Le Clovis Baromé n'était toujours pas rentré, et sa mère, qui craignait un malheur, n'avait eu trêve ni repos qu'elle n'eût décidé son mari et ses voisins à se rendre sur Mont-Tanevis à l'endroit où son fils avait dû travailler durant l'après-midi.
Lisée s'enquit de leur affaire, puis, secoué lui aussi, il revint chausser ses souliers et, emmenant Miraut avec lui, partit rejoindre les chercheurs.
Le chien hurlait toujours et d'autres maintenant lui répondaient : Berger de sa pâture, Tom du seuil de la boutique, Turc au loin, vers le moulin, et tous ceux des alentours ; c'était sinistre.
Le chien prit le trot, et on le suivit avec peine, moitié marchant, moitié courant. On arriva tout essoufflé au sommet de la Côte et, derrière le chien toujours, on gagna rapidement le grand enclos où Clovis Baromé avait dû venir travailler.
D'assez loin, au clair d'étoiles, on apercevait la stature squelettique et triste de quelques frênes dévêtus à côté d'autres qui ne l'étaient pas, ce qui indiquait que, pour une raison quelconque, le garçon avait dû abandonner la besogne commencée.
L'anxiété grandissait : on courait maintenant derrière le chien, dont le poil du dos se hérissait, et qui bientôt s'arrêta, figé de peur, hurlant plus lamentablement que jamais.

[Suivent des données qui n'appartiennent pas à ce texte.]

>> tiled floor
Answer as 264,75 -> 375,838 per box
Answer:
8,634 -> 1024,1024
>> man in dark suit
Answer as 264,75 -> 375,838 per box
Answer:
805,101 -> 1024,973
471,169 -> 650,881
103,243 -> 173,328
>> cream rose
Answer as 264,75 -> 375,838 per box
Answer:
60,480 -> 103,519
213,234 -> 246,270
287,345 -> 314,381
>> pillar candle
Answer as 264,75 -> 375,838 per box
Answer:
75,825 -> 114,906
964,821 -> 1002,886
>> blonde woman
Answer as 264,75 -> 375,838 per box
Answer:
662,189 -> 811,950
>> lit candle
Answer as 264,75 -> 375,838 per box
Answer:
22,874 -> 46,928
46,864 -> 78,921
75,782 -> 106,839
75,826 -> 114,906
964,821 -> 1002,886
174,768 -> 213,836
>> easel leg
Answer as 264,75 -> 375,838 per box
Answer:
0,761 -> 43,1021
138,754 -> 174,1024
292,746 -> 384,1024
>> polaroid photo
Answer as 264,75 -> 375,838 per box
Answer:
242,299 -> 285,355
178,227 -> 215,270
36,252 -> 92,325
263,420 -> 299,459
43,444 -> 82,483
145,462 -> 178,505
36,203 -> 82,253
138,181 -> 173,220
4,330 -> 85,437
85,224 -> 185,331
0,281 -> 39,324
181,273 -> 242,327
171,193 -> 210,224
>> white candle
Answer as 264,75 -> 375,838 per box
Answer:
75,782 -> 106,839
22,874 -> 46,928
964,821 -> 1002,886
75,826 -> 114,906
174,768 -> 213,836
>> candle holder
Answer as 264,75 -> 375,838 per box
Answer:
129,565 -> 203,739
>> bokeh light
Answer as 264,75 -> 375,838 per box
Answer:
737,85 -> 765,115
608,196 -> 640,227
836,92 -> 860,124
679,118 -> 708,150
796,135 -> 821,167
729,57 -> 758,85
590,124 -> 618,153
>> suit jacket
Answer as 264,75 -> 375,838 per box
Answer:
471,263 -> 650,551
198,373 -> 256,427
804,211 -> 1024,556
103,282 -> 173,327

Au pied de l'arbre, l'échine brisée, le jeune homme gisait, la figure ensanglantée par endroits, jaune, cireux, déjà froid, tué dans la chute qu'il avait dû faire. Une branche cassée presque au sommet de l'arbre attestait son imprudence et indiquait l'accident : il n'y avait rien à faire qu'à ramener au village le cadavre. Deux hommes s'en chargèrent, qu'on relaya de temps en temps, pendant que les autres pensivement suivaient : ce fut un triste retour.
La vieille et le vieux Baromé n'avaient plus que ce fils ; ils avaient déjà perdu leur aîné au régiment, où il était mort d'une pleurésie, et leur désespoir fut navrant. Les gens, devant leur douleur, ne pouvaient retenir leurs larmes, et Miraut, lui aussi, témoigna de son chagrin en hurlant, car Clovis le caressait chaque fois qu'il passait devant leur maison.
Ce fut ensuite l'enterrement et peu à peu, sauf pour les vieux, inconsolables, l'oubli fatal ; mais le chien de Lisée, dans tout le pays et aux alentours, s'en trouva grandi. N'était-ce point cette intelligente bête qui, la première, avait prévenu les gens, qui avait insisté et conduit enfin son maître et les autres sur le lieu du drame et, en cette occasion, avait en outre témoigné d'une sensibilité dont beaucoup de brutes à deux pattes n'étaient certes pas capables ?
— Miraut, c'est un sacré chien, disait-on.